まるでコロッセオのような作りになっており……。席は、学園の生徒で埋まっている。

「ルールを説明しよう。物理的な攻撃は禁止。魔力を使った攻撃であるなら、何をしても良い。相手に、参ったと言わせた方の勝ちだ。以上」

学長の説明を聞いた後、マオラが首を回した。

「……降参するなら今の内よ?」

そして、私に対し、挑発的な視線をぶつけてくる。
私も負けじと、マオラを睨みつけた。

もう、あの時の私ではない。
きっと勝てる……。そんな期待は、時間が経つごとに、大きくなっていた。

「それはこっちのセリフだよ。私は負けて、退学になっても構わないけど……。マオラは困るでしょ?」
「負けないわよ。誰が言ってんの」
「……参った。だけじゃ、許さないから。ごめんなさい。許してください。今まであなたが私に言わせた、屈辱的な言葉――。全部言わせてやる」
「良い度胸ね……。もういいわ。始めましょう?」

マオラが、手のひらを私に向けた。

「エリオーブレイズ!!!」

そして、詠唱をすることもなく、火の塊をこちらに放ってきた!
私は即座に、その火が消える映像を思い浮かべた。すると、

「な、なんですって……?」

一瞬にして、火が煙に変わった。

マオラはさすがに、少し驚いた様子だったが、それならばと、今度は両手のひらを私に向ける。

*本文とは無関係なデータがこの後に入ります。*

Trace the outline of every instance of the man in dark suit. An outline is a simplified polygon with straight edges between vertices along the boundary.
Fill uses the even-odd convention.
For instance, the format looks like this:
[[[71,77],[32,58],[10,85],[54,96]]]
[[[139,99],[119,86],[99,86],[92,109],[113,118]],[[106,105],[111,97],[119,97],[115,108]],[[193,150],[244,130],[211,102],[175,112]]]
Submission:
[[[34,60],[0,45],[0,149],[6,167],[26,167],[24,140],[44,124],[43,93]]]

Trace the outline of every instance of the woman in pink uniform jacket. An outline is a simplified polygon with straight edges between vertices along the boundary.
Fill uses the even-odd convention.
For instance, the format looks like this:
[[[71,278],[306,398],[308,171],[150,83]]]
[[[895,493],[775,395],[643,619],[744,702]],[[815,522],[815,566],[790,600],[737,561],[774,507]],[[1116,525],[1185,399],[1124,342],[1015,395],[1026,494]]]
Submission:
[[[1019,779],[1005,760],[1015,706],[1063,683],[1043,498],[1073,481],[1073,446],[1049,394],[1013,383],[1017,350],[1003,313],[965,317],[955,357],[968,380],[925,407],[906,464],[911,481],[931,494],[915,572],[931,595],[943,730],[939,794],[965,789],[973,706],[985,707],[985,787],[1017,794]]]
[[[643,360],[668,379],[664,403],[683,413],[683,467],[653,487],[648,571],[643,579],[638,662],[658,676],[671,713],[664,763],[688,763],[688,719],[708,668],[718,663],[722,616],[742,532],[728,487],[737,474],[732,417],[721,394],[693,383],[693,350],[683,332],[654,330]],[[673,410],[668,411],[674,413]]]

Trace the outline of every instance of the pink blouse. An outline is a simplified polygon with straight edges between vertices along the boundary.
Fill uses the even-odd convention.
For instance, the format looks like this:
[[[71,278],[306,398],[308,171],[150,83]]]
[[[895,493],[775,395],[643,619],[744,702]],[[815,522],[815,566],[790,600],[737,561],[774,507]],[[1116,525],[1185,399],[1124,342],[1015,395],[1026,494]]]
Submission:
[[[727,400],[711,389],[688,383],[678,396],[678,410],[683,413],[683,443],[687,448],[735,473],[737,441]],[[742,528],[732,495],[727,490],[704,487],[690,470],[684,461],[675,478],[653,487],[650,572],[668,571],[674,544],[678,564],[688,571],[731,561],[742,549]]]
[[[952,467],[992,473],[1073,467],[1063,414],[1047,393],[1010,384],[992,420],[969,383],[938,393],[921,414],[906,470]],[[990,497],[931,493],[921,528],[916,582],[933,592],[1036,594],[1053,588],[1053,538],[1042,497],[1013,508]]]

「凍てつく刃よ! 我が怒りを切っ先に宿し……切り裂け! ガルフレッドブリザード!!!」

大きな氷の刃が、マオラの頭上に現れ……。私に向かって、振り落とされた。

私はその刃が、溶ける絵を思い浮かべる。

「……嘘でしょ?」

氷が解け、水になり、私たちに降りかかった。
その水をはじくイメージ。濡れたのはマオラだけだ。

「嘘よ。こんなの……。今のは本気だった」
「次は、こっちからいくよ」
「ひっ……」

……さて、どうしてやろうか。
やり返したいことは、たくさんある。
だけど、どうせなら、一番最近やられたことから、順番にしていった方がいいだろうか。

マオラに……。腹を蹴られ、唾をかけられた。それがきっかけとなって、私は退学を決意したのだ。
閃いた私は……。マオラの腹部に、痛みを与えるイメージをした。うまくいくかはわからないけど。

「っ!?」

すぐに、マオラがお腹を押さえ、苦しみ出した。どうやら成功したみたいだ。

「がっ……。あ、あなた、なにを」

私はさらに痛みを足した。

「うああああ!!!!! 痛い!!! 死ぬぅ!」

さすがにやりすぎてしまったようだ。
イメージすることをやめ、私はマオラを見降ろした。
まだ痛みが引かないようで、必死に油汗をかきながら、それでも私を睨みつけている。

「お前えぇえええ……。絶対許さないからぁ……」
「他にも色々してくれたよね? 髪の毛引っ張ったり」
「ひぎぃ!!」

髪を思いっきり引っ張るイメージをしたら、強すぎたみたいで、かなりの本数が抜けてしまった。

「痛あぁい!!!」
「あとは……。なんだろう」
「ま、参りました! もう無理ぃ!」
「ごめんなさいは?」
「なんですってぇ……? 言うわけないでしょ!」

……そう言えば、ペンチで歯を抜かれたこともあったなぁ。
すぐに保健室で治癒魔法をかけてもらって、元に戻してもらったけど、あれは痛かった。

とりあえず、前歯を一本、抜いてみた。

「ぎゃああああ!!!!!」

断末魔の叫び声が、訓練場に響く。
何人かの生徒の悲鳴が聞こえた。

「痛い! 痛いよぉ……! ママぁ……」
「ママに助けを求める前に、目の前の私に、謝ったらどうなの?」
「うぅうう……」
「次は奥歯、全部抜こうか?」
「ごめんなしゃい! 私が悪かったです!」
「許してください。ケイト様」
「許してください!!! ケイト様!」
「よ~し。よく言えましたっ」

私はマオラに、思いっきり唾を吐いてやった。

「そこまで! ただいまの勝負……。ケイト・ブロッサムの勝ち!」

まばらな拍手。
そして、ざわめき。

……ちょっと、やりすぎてしまったかもしれない。